Numerical analysis and codes qualification based on SIRIO experiments within the PIACE project

Within the roadmap for the technological development of Generation-IV reactors, the HORIZON2020 EC funded PIACE project has the main objective to support the technology transfer from the research to industry in the area of safety of nuclear installations. In particular, the project supports the development of an innovative decay heat removal system, currently under technology validation in the SIRIO facility. This system is conceived to provide a passive safe long term cooling, as well as to passively control the heat removed from the ultimate heat sink by means of a self-controlled injection of non-condensable gases. In order to test such features, an experimental campaign has been executed on SIRIO facility. A dedicated task has been addressed to the post-test analyses by numerical tools based on the experiments performed. The tests have been simulated by the project participants for a benchmark exercise using system thermalhydraulic codes.

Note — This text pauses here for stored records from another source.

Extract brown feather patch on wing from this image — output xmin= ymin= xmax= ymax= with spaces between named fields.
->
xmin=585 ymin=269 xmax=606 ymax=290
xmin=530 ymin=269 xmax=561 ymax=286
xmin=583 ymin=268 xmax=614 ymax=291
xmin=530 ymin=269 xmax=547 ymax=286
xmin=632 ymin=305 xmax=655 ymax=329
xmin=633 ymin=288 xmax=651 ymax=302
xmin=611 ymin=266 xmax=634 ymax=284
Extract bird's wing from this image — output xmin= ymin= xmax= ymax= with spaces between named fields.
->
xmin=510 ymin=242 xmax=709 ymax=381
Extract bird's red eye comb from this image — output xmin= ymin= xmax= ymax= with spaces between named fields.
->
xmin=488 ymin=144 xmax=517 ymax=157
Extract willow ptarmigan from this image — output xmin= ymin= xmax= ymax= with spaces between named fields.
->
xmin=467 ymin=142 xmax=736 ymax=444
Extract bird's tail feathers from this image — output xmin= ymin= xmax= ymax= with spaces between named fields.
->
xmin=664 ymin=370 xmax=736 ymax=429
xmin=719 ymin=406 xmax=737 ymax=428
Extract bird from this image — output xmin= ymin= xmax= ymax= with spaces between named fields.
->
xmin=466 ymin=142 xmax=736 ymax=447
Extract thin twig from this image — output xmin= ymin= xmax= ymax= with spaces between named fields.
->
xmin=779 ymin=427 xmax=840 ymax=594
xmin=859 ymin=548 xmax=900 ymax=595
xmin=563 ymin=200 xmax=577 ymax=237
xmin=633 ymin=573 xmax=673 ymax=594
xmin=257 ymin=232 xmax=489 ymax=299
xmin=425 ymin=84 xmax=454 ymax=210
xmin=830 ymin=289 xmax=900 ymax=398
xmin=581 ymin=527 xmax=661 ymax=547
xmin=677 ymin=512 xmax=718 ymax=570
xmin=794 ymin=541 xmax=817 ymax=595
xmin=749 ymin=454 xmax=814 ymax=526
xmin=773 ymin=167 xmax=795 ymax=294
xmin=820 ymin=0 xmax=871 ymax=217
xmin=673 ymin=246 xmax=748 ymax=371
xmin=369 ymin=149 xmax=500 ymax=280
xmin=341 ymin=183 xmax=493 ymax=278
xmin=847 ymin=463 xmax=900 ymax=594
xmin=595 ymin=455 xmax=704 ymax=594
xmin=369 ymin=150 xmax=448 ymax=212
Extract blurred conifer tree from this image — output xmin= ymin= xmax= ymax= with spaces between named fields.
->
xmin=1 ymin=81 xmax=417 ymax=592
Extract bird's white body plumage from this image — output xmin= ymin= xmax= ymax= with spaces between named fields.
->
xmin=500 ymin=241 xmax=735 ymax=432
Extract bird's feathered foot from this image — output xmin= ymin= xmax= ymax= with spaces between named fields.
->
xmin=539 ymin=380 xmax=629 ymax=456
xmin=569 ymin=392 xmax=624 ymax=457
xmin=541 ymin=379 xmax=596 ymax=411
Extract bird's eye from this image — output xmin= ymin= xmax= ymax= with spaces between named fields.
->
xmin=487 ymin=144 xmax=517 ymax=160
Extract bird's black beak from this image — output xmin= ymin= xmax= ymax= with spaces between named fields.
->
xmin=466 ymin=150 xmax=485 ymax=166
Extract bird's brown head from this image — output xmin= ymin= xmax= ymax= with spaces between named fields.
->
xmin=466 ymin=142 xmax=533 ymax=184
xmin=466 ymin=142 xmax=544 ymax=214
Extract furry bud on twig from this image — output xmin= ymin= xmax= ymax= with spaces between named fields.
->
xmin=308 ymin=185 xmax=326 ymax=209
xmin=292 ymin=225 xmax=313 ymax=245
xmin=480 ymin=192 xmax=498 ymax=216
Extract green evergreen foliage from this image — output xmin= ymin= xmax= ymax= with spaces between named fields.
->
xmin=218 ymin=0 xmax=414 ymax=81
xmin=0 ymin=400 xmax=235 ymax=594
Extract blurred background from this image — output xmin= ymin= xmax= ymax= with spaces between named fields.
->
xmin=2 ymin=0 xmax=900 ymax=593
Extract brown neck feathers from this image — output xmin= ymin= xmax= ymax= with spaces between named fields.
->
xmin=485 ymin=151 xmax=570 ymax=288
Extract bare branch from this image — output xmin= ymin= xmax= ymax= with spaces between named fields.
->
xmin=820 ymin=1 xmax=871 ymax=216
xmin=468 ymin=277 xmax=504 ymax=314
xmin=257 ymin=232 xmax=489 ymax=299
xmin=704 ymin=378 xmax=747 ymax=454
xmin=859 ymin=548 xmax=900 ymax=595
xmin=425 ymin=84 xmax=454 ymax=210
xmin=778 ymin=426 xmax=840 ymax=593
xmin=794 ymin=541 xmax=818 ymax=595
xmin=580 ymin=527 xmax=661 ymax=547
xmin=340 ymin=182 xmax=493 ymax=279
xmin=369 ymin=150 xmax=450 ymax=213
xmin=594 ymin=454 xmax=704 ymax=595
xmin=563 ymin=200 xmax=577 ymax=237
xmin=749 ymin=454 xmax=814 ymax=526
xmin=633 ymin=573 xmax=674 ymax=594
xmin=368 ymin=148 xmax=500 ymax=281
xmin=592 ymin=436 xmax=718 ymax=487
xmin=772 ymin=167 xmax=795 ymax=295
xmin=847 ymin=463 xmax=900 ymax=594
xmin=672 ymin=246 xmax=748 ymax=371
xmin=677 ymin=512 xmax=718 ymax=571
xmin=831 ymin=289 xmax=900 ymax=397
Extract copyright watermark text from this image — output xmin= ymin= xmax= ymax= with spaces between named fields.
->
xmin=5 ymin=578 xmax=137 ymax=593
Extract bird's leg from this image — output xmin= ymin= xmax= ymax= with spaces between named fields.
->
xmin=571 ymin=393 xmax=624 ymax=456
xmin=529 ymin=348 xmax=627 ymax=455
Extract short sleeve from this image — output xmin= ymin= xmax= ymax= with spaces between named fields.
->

This activity has been divided into two phases: a blind phase, and a post-test phase. The present paper illustrates the results achieved during the post-test phase of the SIRIO benchmark exercise. The numerical models have been calibrated to better match the experimental findings, increasing the prediction accuracy and the understanding of both the best modelling practices and the capability of empirical models implemented in the system codes to predict the system behavior. The code qualification activity hereafter presented represents a relevant exercise for evaluating and comparing the predictive capabilities of system thermal-hydraulic codes, in relation to phenomena occurring in Gen-IV passive decay heat removal systems.